The Legal Cheek View
“I never cease to be amazed by the things that go on in workplaces,” one of the Littleton respondents to the Legal Cheek Junior Barrister Survey tells us. This intriguing quote is a clue to a large chunk of what Littleton Chambers does, with over half of the set’s work employment law related. It’s an area that is often factually very interesting, since it involves fundamentally human interests, as well as commercial ones on the part of employers. Some of the cases are high-profile, too: Littleton barristers have been involved in employment law wrangles involving Team GB cyclist Jess Varnish and chief Home Office civil servant Philip Rutnam.
Juniors at the set should expect to gain exposure to a mix of statutory employment work and High Court employment cases. “One day you can be arguing about the effect of a statutory provision, the next day cross-examining a truculent witness and the day after writing an opinion on the construction of a contract,” a Littleton insider tells us.
The rest of the set’s work covers a wide range of commercial law, some of which overlaps with employment. Company law disputes, sports law, financial services and even public law matters regularly come through the clerks’ room door. Rookies can expect exposure to a range of these areas during pupillage, which is split into four three-month seats, each working under different supervisors.

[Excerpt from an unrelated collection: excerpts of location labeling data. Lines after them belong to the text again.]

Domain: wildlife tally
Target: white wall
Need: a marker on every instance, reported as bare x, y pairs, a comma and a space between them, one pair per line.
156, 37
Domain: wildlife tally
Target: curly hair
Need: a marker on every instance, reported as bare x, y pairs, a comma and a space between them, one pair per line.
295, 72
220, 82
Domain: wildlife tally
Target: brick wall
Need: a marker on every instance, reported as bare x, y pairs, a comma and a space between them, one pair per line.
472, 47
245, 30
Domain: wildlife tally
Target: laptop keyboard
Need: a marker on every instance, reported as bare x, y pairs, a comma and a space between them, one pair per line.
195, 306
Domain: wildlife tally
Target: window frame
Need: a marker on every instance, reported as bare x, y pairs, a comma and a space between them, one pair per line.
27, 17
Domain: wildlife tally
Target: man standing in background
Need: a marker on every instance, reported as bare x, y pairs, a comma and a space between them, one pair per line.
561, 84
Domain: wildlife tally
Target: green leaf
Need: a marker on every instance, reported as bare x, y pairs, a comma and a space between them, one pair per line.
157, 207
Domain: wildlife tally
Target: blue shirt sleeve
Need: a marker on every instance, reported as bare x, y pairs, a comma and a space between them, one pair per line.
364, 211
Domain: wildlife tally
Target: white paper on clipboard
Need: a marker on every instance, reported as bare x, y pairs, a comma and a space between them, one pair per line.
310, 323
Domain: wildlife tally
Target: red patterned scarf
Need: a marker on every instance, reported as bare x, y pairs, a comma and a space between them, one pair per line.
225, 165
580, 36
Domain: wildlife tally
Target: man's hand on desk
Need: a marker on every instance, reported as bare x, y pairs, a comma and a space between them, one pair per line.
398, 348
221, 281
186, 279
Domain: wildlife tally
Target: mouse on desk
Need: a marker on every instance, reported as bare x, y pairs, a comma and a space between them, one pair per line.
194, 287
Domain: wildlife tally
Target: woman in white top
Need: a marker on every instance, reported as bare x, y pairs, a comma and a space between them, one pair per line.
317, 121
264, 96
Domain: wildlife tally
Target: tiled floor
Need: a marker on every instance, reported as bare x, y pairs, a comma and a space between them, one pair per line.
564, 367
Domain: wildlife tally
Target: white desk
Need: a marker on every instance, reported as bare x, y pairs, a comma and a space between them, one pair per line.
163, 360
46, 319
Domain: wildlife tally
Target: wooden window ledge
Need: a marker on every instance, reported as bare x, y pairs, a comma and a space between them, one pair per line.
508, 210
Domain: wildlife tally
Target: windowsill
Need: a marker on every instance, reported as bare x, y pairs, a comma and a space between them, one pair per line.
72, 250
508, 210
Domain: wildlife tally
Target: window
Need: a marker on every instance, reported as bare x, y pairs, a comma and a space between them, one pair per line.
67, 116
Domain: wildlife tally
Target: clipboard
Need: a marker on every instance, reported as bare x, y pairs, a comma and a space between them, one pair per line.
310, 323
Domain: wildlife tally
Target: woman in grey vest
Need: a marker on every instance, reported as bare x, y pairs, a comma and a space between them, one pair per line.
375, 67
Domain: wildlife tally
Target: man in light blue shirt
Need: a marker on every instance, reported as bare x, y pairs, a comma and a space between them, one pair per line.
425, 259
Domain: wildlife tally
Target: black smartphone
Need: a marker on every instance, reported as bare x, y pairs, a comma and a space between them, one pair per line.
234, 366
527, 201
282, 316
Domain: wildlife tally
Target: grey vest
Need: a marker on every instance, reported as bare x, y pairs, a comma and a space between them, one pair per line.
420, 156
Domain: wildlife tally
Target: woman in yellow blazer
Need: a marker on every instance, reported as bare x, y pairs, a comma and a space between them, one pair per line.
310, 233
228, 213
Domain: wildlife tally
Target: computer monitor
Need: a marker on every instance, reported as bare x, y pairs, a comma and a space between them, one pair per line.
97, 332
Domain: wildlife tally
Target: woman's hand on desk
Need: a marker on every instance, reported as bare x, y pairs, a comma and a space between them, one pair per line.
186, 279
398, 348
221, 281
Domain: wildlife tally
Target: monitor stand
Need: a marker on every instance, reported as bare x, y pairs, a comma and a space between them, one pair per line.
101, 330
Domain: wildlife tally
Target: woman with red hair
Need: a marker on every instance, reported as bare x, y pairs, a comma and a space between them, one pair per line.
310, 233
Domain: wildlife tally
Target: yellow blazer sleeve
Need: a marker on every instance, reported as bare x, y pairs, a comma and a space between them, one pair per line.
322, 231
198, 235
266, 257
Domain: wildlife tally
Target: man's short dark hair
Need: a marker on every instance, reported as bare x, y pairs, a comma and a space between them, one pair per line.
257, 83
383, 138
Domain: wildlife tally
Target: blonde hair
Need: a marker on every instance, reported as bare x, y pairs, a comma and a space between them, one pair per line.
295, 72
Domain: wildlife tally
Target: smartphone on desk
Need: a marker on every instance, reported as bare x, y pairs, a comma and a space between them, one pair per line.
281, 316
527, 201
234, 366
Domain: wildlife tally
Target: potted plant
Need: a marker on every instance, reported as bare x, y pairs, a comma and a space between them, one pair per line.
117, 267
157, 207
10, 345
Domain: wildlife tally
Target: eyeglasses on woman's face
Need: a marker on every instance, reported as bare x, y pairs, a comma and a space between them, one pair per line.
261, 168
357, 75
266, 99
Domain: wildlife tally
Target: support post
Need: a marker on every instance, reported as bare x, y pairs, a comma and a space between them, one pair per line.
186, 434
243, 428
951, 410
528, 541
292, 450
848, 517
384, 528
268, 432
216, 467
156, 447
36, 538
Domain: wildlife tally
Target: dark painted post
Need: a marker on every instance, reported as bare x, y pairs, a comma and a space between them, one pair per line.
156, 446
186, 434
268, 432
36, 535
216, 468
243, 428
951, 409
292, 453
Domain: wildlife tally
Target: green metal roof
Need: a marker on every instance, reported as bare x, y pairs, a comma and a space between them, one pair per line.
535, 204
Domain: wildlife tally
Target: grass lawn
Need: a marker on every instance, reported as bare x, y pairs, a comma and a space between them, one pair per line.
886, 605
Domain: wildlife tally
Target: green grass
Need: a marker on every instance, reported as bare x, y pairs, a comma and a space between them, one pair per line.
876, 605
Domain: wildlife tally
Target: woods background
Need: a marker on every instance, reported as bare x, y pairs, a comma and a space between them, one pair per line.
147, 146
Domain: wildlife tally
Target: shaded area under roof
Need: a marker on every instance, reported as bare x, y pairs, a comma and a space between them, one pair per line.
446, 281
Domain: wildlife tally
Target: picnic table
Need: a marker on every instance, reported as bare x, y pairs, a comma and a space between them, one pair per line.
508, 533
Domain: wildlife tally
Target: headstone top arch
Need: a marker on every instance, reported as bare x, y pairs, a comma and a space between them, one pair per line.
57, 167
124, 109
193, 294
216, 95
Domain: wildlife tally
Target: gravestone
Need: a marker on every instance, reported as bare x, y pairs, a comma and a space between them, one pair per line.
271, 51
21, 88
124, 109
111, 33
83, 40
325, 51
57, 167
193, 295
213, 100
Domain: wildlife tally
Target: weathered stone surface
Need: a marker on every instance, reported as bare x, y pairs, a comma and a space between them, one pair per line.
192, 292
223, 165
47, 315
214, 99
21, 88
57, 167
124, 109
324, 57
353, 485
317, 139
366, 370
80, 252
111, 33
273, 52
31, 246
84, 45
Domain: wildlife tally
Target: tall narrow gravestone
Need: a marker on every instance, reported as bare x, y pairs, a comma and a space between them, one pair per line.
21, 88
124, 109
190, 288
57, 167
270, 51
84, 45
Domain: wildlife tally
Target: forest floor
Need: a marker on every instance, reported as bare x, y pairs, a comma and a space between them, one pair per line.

What The Junior Barristers Say
The working environment at Littleton Chambers, according to Kieran Wilson, a junior barrister at the set, is “incredibly friendly and supportive”. He adds: “I don’t have any junior bar horror stories to share, unfortunately!”
All this niceness began before Kieran had even started: the summer before pupillage kicked off, he was assigned a junior mentor who he‘d meet regularly for a confidential chat over lunch or coffee. During his pupillage, Kieran spent three months working with four different supervisors, gaining experience in Littleton’s core practice areas of employment and commercial law.
Aside from the formal assessments (of which there are six throughout the year), every piece of work during Kieran’s pupillage related to a live case. His friends at other chambers haven’t been so lucky he tells us: there’s a lot of “dead work” in which those pupils work on cases which have already ended.
In contrast, at Littleton: “you’re essentially working with your supervisor in accordance with their deadlines — you get to see all the chops and changes that can happen when a case comes to trial”. It’s also a two-way street, “the end of seat debrief provides a holistic overview as to how well you’re doing”. When it comes to assessments and work for other members of chambers, “you’re given a score out of ten,” explains Kieran, which helps serve as a benchmark for future practice.